Вслед за этой тирадой в окне показалось веселое лицо Йоле, свежей, цветущей женщины, которая решительно оттолкнула слишком робкую золовку, ошеломленную внезапным нападением прачки.
— Ну и пусть, — парировала Нунция, — и пусть, но, если хотите знать, у меня в волосах воробьи не водятся.
— И слава богу! Пусть там водится что угодно.
— Кха, кха! — закашлял пенсионер.
— Добрый день, маэстро! — тотчас же крикнула Йоле и улыбнулась.
— Здравствуйте, — словно эхо буркнула Нунция.
— О женщины, женщины! — укоризненно проворчал старик. — Вечно-то они ссорятся!
Одна сторона лица у него была уже выбрита, а другую еще скрывали густые хлопья мыльной пецы.
— Наша Нерина, — продолжал учитель своим слабым, надтреснутым голосом, потерянным за долгие годы, проведенные в школе у классной доски, где он изо дня в день глотал меловую пыль, — наша Нерина думает о воробьях, которые летают за окном, и не видит мышей, которых она на самом деле подкармливает.
— Вот-вот, — тотчас подхватила Нунция. — Браво, маэстро!

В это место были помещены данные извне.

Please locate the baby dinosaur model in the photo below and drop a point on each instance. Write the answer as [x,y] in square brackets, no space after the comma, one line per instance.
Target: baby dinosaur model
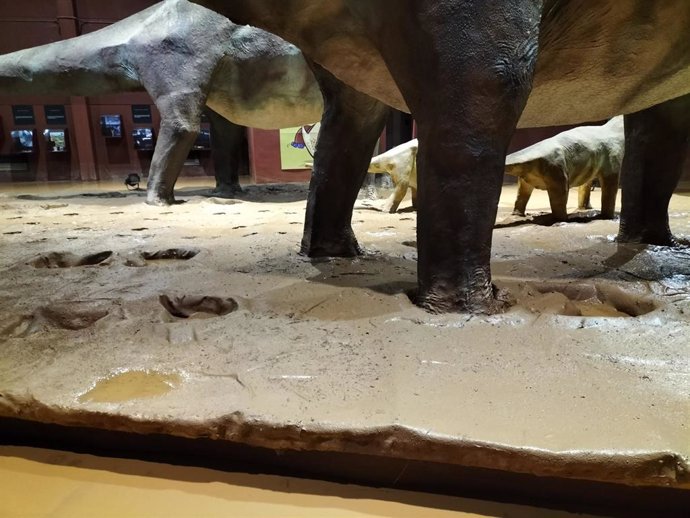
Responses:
[573,158]
[186,57]
[470,73]
[400,163]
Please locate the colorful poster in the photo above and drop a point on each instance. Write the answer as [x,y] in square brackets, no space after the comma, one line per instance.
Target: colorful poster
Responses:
[297,147]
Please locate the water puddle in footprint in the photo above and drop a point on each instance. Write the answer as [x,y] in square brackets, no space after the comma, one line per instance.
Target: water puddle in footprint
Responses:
[136,259]
[68,260]
[198,306]
[132,385]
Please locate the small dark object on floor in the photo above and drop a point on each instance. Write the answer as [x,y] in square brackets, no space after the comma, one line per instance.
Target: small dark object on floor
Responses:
[132,182]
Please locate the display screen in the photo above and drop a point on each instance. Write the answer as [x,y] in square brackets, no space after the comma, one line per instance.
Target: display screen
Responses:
[22,141]
[143,139]
[141,114]
[56,140]
[111,126]
[203,140]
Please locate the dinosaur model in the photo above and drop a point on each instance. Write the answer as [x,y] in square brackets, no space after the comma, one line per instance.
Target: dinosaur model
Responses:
[470,73]
[187,58]
[573,158]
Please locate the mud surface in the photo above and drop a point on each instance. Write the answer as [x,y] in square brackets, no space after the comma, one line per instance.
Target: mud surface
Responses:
[201,319]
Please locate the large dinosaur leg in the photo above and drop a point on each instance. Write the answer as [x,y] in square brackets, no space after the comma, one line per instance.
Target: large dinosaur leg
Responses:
[466,73]
[180,119]
[394,200]
[524,193]
[229,153]
[557,188]
[584,193]
[351,124]
[655,151]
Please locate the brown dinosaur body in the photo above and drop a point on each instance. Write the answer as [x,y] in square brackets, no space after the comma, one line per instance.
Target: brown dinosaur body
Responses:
[573,158]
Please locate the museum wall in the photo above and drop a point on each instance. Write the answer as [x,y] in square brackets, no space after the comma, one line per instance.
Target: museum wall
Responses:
[87,155]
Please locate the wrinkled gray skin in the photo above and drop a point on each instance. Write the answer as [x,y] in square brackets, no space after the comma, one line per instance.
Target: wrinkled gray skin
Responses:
[186,57]
[573,158]
[471,72]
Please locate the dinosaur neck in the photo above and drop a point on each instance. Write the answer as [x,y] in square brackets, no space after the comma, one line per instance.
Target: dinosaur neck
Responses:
[78,66]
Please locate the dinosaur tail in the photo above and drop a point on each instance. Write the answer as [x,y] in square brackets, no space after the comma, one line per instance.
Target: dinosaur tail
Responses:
[86,65]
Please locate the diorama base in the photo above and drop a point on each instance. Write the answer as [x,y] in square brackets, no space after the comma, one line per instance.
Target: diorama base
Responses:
[202,321]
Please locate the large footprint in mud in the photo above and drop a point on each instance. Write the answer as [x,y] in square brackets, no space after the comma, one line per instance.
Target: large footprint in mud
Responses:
[169,254]
[585,300]
[69,260]
[187,306]
[72,316]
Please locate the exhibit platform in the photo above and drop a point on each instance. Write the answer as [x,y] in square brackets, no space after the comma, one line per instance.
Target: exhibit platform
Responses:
[202,321]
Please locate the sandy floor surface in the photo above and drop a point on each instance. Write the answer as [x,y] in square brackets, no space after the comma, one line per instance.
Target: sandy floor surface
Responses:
[202,319]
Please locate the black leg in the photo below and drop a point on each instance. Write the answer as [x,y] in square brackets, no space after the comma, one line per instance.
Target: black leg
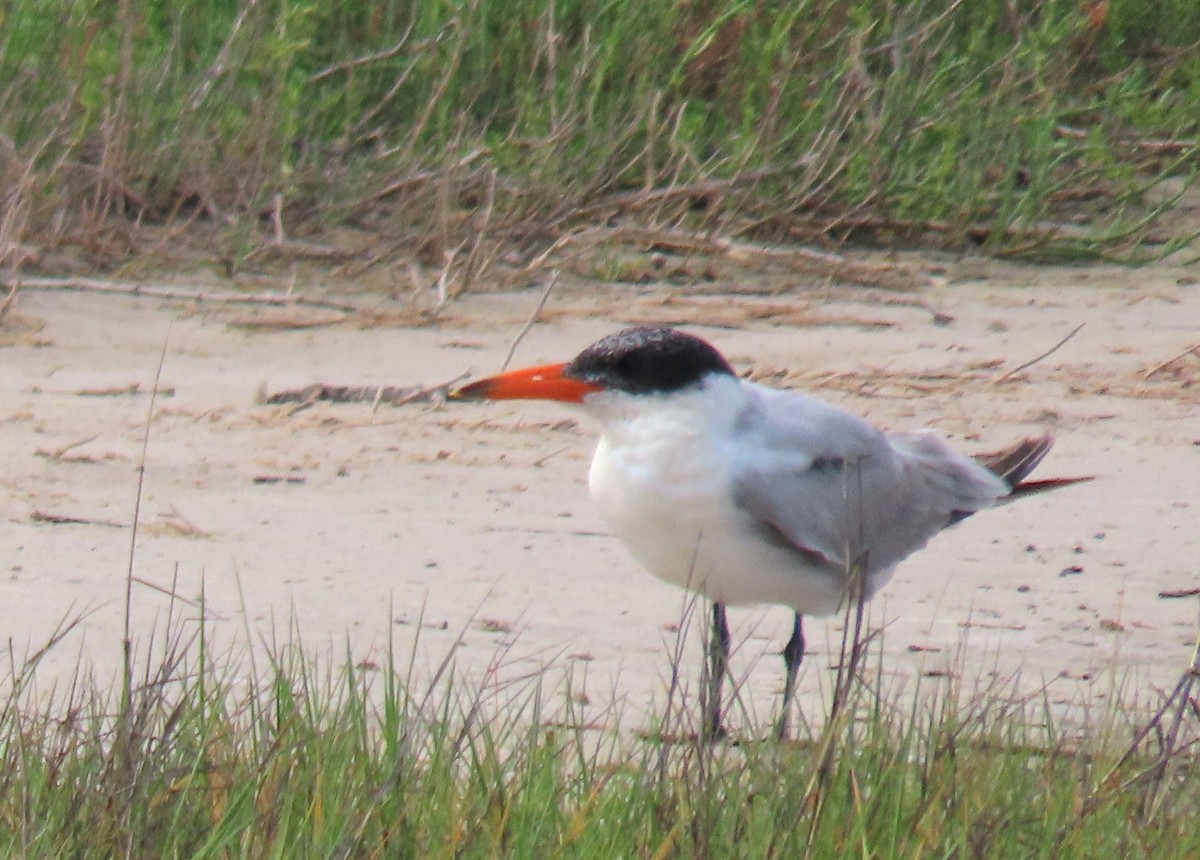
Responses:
[718,665]
[793,654]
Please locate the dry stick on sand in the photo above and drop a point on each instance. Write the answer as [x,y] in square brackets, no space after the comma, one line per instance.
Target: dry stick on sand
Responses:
[177,294]
[529,323]
[1031,362]
[1194,349]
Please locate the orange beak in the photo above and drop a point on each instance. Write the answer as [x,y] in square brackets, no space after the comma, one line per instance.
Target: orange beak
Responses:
[543,383]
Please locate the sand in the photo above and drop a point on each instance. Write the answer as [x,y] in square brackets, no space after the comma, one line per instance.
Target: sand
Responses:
[467,529]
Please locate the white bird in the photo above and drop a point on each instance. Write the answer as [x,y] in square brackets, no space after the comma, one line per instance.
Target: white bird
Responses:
[749,494]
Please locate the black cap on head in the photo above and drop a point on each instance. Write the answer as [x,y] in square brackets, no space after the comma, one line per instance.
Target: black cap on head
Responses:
[647,360]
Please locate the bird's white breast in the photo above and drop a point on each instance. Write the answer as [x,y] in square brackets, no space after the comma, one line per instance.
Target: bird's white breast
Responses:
[661,479]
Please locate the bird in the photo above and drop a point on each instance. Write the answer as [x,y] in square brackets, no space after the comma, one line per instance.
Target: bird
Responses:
[749,494]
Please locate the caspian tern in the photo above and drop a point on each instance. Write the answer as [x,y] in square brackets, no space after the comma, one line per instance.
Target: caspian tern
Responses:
[749,494]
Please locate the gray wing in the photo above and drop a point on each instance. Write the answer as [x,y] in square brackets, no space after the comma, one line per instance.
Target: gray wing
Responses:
[840,492]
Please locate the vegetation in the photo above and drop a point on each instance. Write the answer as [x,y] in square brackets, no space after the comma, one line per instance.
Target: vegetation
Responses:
[459,128]
[210,757]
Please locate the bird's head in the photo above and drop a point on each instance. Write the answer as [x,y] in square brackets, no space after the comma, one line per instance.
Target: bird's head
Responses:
[640,361]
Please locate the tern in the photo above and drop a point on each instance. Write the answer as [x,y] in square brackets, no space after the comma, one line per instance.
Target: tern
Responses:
[748,494]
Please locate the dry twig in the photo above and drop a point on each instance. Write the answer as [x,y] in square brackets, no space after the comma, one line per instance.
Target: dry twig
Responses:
[1031,362]
[529,323]
[178,294]
[1194,349]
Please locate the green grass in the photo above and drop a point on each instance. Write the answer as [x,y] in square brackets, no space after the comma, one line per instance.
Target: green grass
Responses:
[303,757]
[1025,128]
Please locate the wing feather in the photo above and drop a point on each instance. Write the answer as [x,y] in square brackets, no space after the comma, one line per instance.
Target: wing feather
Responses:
[839,489]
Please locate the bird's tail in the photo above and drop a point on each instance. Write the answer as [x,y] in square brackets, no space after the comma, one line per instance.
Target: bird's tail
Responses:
[1013,464]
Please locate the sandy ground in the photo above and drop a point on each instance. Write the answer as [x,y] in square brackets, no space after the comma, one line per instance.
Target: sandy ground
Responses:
[467,528]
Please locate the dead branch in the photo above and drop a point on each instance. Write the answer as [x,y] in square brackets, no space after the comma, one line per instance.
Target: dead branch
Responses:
[1031,362]
[63,519]
[1194,349]
[1152,145]
[376,395]
[529,323]
[799,259]
[177,294]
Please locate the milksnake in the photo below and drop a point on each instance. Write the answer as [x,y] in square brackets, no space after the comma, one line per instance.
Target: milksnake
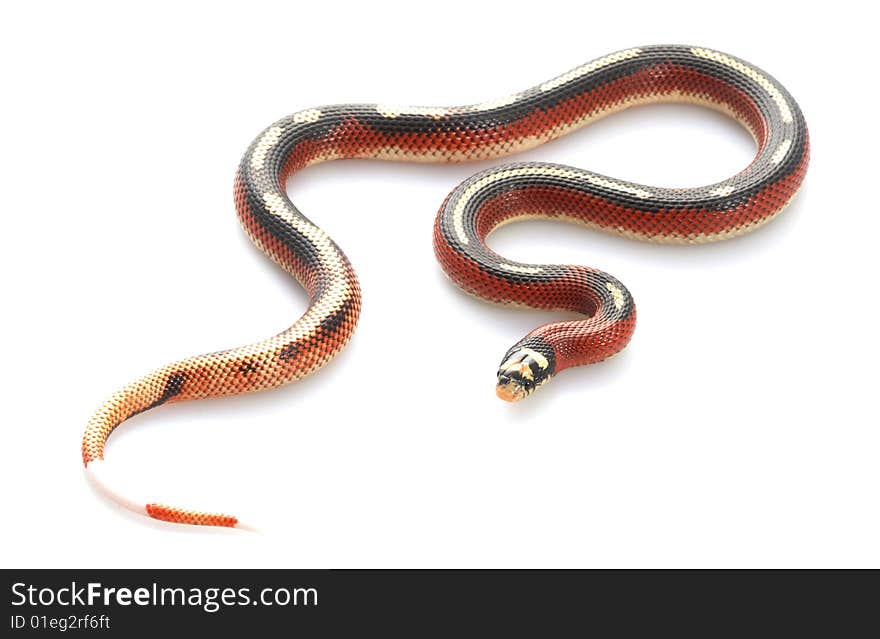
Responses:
[474,209]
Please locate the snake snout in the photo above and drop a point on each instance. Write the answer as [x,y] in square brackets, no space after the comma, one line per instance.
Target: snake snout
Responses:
[509,389]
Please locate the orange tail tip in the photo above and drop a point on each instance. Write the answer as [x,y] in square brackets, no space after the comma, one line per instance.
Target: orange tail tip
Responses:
[102,478]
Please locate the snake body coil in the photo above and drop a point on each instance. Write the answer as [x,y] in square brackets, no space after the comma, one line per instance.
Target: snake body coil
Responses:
[476,207]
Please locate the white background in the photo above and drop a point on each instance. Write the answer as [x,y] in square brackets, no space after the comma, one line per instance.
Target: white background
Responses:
[738,429]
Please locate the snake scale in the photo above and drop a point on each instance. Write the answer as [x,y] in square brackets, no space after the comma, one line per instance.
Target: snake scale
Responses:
[472,211]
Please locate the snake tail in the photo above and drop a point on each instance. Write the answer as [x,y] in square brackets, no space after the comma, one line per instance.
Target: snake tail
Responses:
[488,130]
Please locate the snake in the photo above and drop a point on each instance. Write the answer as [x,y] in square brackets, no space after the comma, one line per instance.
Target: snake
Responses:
[606,313]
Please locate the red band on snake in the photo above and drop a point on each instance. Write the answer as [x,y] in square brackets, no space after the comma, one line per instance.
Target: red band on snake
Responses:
[493,197]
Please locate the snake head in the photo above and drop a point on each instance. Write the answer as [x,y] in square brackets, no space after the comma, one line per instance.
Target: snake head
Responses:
[522,371]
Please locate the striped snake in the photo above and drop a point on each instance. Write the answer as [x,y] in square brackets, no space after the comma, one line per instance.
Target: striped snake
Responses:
[474,209]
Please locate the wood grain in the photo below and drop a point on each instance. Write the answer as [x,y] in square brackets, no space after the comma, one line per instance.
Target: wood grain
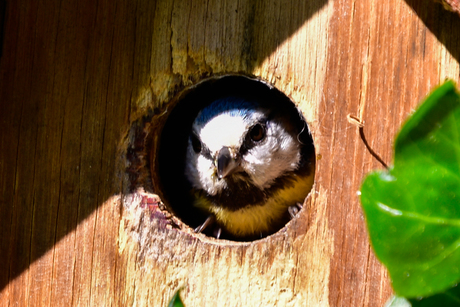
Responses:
[84,83]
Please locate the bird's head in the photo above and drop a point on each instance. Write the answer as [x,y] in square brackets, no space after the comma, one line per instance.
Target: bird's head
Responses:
[236,144]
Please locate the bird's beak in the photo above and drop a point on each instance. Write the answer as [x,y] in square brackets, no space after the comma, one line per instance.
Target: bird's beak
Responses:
[226,163]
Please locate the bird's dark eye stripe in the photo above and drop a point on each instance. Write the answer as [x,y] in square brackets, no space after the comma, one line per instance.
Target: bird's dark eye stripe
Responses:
[207,153]
[257,132]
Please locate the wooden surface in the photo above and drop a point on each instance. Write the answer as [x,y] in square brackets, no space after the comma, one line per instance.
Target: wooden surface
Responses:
[79,83]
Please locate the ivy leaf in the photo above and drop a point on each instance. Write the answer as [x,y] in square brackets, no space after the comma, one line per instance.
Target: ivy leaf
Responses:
[413,209]
[176,301]
[450,298]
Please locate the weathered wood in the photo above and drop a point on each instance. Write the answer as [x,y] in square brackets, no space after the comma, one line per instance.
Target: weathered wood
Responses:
[78,77]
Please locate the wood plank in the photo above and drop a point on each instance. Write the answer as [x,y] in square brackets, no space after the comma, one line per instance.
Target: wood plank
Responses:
[79,82]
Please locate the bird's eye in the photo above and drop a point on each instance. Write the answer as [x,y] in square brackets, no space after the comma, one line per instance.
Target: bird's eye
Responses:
[196,143]
[257,133]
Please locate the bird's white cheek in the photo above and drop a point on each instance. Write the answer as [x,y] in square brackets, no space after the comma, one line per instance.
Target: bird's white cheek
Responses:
[206,174]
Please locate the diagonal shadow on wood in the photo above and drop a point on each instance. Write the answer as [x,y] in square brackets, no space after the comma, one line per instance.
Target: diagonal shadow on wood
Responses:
[67,77]
[443,24]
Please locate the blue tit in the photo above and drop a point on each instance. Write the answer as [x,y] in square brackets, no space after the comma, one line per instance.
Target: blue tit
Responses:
[247,164]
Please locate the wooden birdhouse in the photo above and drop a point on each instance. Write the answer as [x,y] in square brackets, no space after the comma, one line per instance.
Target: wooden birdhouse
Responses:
[86,88]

— Да-а! — не слишком уверенно возразила Йоле. — А знаете вы, в чем дело? Ведь у бедняжки это единственное утешение. Из дома она выйти не может, даже из окна высунуться ей не под силу. Дайте же ей по крайней мере думать, что она кормит воробьев. Сбегись сюда сейчас все мыши — она их даже не заметит.
— Зато я замечаю, — простонал снизу мрачный голос.
Женщины сейчас же высунулись, чтобы увидеть нового собеседника, но Саверио, сапожник, живущий в подвале, не показывался, а только продолжал монотонным голосом перечислять, бесконечное количество подметок и башмаков, испорченных мышами.
Нунция удовлетворенно поддакивала, радуясь, что так вовремя подоспела поддержка, а когда Саверио дошел до башмаков Розетты, найденных под лестницей погреба с отъеденными носами, она не удержалась и крикнула:
— Браво, Саверио!
Побежденная Йоле молчала. Учитель, предотвратив ссору, снова принялся за бритье. Нунция уже успела успокоиться и, почти забыв причину недавней перепалки, удовольствовалась сознанием того, что она по-прежнему хозяйка всего двора и что в этом дворе снова наведен порядок. Вдруг она спохватилась и пронзительно закричала:
— Господи! Вьоланте! За всеми этими пустяками чуть не забыла о Вьоланте!
Через секунду можно было услышать, как она будит дочь, постепенно переходя от уговоров к категорическим требованиям:
— Вьоланте!.. Вьоланте, пора! Ну же, Вьоланте, до полудня ты, что ли, собралась спать? Слышишь, Вьоланте? Говорю тебе, пора на работу.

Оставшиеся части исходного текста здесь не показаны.